8 Question: Pourrait-on dire que pendant la période de 1990, 1992 jusqu'au

9 mois d'avril 1992, vous, personnellement, Madame, n'avez jamais constaté

10 une animosité au niveau des hommes politiques au niveau de la municipalité

11 de Prijedor?

12 Réponse: Je n'ai jamais remarqué cela, je pensais qu'il s'agissait d'une

13 coalition et d'une division de pouvoir. Donc je n'ai jamais constaté

14 d'animosité. Mon mari n'en a pas parlé et je voulais rester en dehors de

15 tout cela.

16 De part le passé, j'avais été membre actif. J'avais participé de façon

17 amateur à la vie politique et à ce moment-là, je ne voulais plus y

18 participer, je ne voulais pas rentrer dans trop de détails. Je me suis

19 recentrée sur moi-même, je voulais savoir qui j'étais et pour moi toute

20 cette période est extrêmement perturbante parce que j'avais été élevée

21 dans un autre contexte; et avec l'arrivée d'un système multipartite, cela

22 représentait un grand changement pour moi.

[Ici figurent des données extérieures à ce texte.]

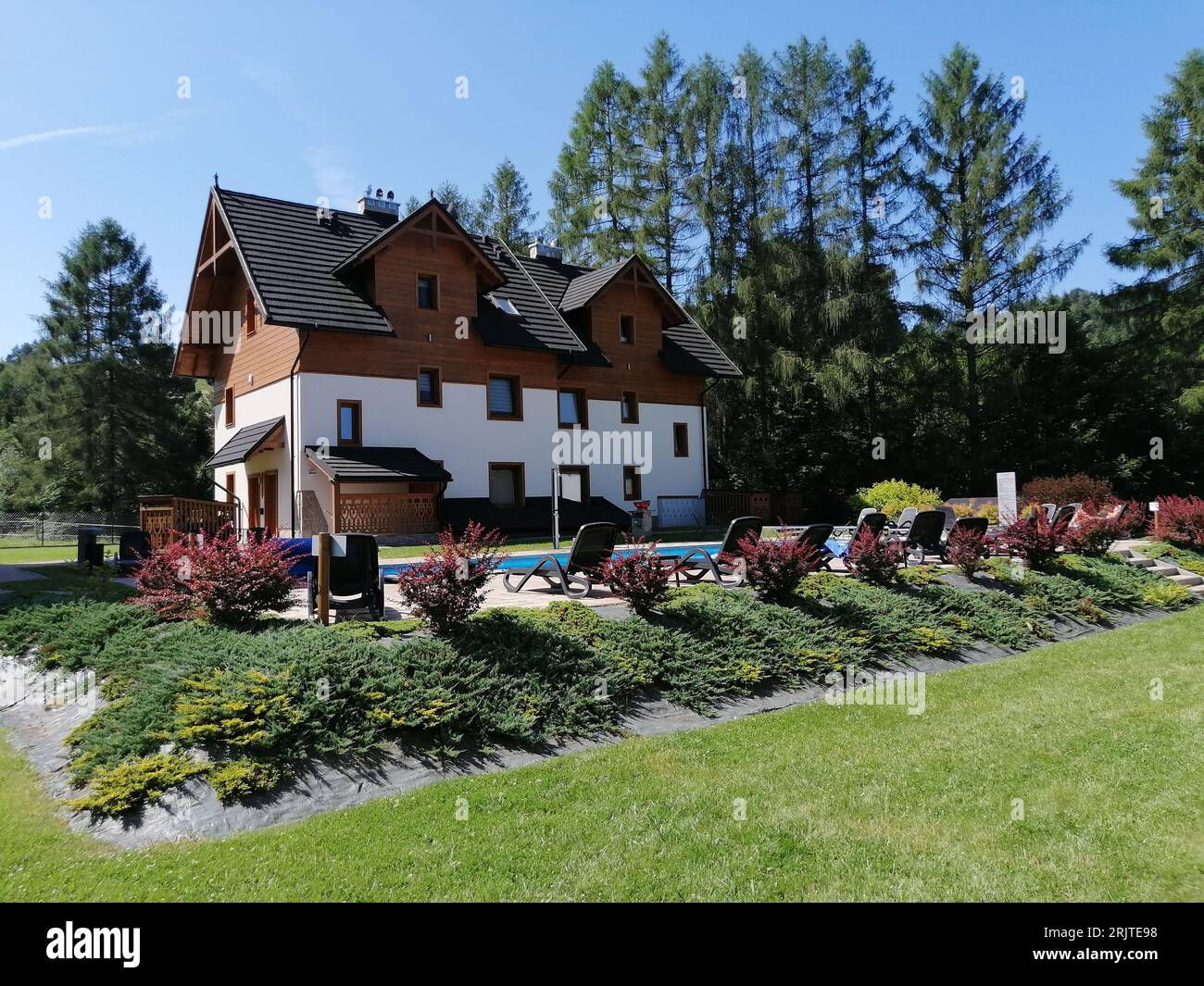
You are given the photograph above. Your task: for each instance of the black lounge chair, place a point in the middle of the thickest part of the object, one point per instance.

23 J'ai voulu essayer de trouver ce qu'il y avait de positif, de bon en moi,

24 avant de réfléchir à la nouvelle société dans laquelle je devais vivre.

25 Question: Je souhaite vous posez une question.

Page 3122

1 Avant avril 1992, saviez-vous s'il y avait un accord entre les partis,

2 entre le SDS et le SDA?

3 Réponse: Au début oui, parce qu'il y a eu la division des pouvoirs donc il

4 y a eu un tel accord autant que je le sache, mais je ne connais pas

5 d'autres accords. Je sais tout simplement qu'au mois de février 1992,

6 l'assemblée municipale de Prijedor a été formée, c'est-à-dire l'assemblée

7 municipale serbe, mais cela ne m'intéressait pas.

8 Et mon mari n'en parlait pas. Il n'en parlait pas comme si c'était quelque

9 chose qui allait donner lieu à des changements ou quelque chose de

10 négatif. Et moi-même je voulais rester en dehors de tout cela.

11 Question: A partir du mois de février 1992 jusqu'au 30 avril 1992,

12 pourrait-on dire que votre mari feu, M. Cehajic, a continué à négocier et

13 à rencontrer des membres de l'assemblée municipale?

14 Réponse: Je ne puis pas répondre ni pour dire oui, ni pour dire non, je ne

15 le sais pas. Bien sûr ils se rendaient à son travail, il travaillait, mais

16 en ce qui concerne les détails, je ne les connais pas.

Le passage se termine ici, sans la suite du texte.